I materially agree with Libby Watson’s op-ed in the New York Times. I agree that to whatever degree Amazon actually thinks it can solve the problems with our health care system, it’s either mistaken or selling snake oil. Here’s the meat of the op-ed:

Any company claiming its innovation will revolutionize American health care by itself is selling a fantasy. There is no technological miracle waiting around the corner that will solve problems caused by decades of neglectful policy decisions and rampant fraud. And a fix aimed at just the upper crust of employer-sponsored health coverage has no hope of making health care more accessible to those who are truly being left behind.

And I agree that we’ve had a half century or more of bad healthcare policy.

However, the problem with our healthcare system cannot be that it is employer-based. Germany’s healthcare system is employer-based. So is Switzerland’s. It also cannot be that we don’t have a single-payer system. Neither Germany nor Switzerland have single-payer systems.

Here’s her conclusion:

Amazon is right about one thing: American primary care is troubled. Reams of evidence show that good primary care improves health and lowers costs, yet primary care is one of the worst-paying fields in medicine. Independent practices are increasingly being absorbed by larger hospital systems, which can more easily make money on referrals to their specialists; this process further drives up health care costs. America spends more than twice what other wealthy countries spend on health care, while also having worse health outcomes. We have it all backward.

This imbalance results from a thicket of incomprehensible financing systems. Hospitals say they lose money on treating Medicaid and Medicare patients, and therefore must charge private insurance more to make up the shortfall. Prices are negotiated with insurers for thousands of individual procedures and services, but even the hospitals themselves might not know how those numbers relate to any real costs incurred. Insurance companies make an increasing portion of their huge profits running Medicare Advantage plans, which have received billions in inflated payments for claiming their patients are sicker than they are. Wealthy hospitals abound in rich areas while rural hospitals close.
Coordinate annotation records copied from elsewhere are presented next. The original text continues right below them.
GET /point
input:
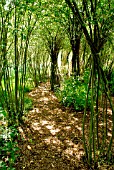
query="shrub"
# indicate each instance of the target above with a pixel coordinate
(74, 91)
(8, 145)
Note that the explanation she provides doesn’t point to a way to reduce costs or slow the rate at which they’re increasing. Her explanation also has a hard time justifying why physicians continue to accept Medicare patients at all. Only 1% of non-pediatric physicians have actually opted out of Medicare.

I think the underlying problem is that the U. S. is a very large, very diverse country with very low social cohesion. Wishing that we were a small, compact homogeneous country with high social cohesion doesn’t help.

I wish I had a neat, plausible solution to the problem but I don’t. At least not one that’s politically possible.

3 comments… add one
  • Grey Shambler Link

    Shrooms.

  • steve Link

    Yes, it is hard to begin. Its so fragmented. We have a single paper, socialized system, VA and military, a privatized system, a single payer system run by the private system (Medicare) and Medicaid which is bastardized between the states and the feds. Creates too many cross incentives. Makes it hard to understand and looks to me like Watson has misunderstandings.

    Why do we accept Medicare? Old people get sick the most and its hard to build a practice that takes only private insurance. Some people manage it and make a fortune but not many. If you are linked to a hospital you usually have to help cover call (emergency pts) in some form its hard to avoid Medicare.

    Steve

  • Old people get sick the most and its hard to build a practice that takes only private insurance

    If a physician must accept Medicare because he or she cannot get enough private insurance business, that is another way of saying that Medicare is a cost/price support system for health care which is what I have been saying for some time.

    That in turn suggests that one strategy for controlling health care costs is to stop raising the Medicare compensation rate. The reason it is not done is that politicians are afraid of old people who vote.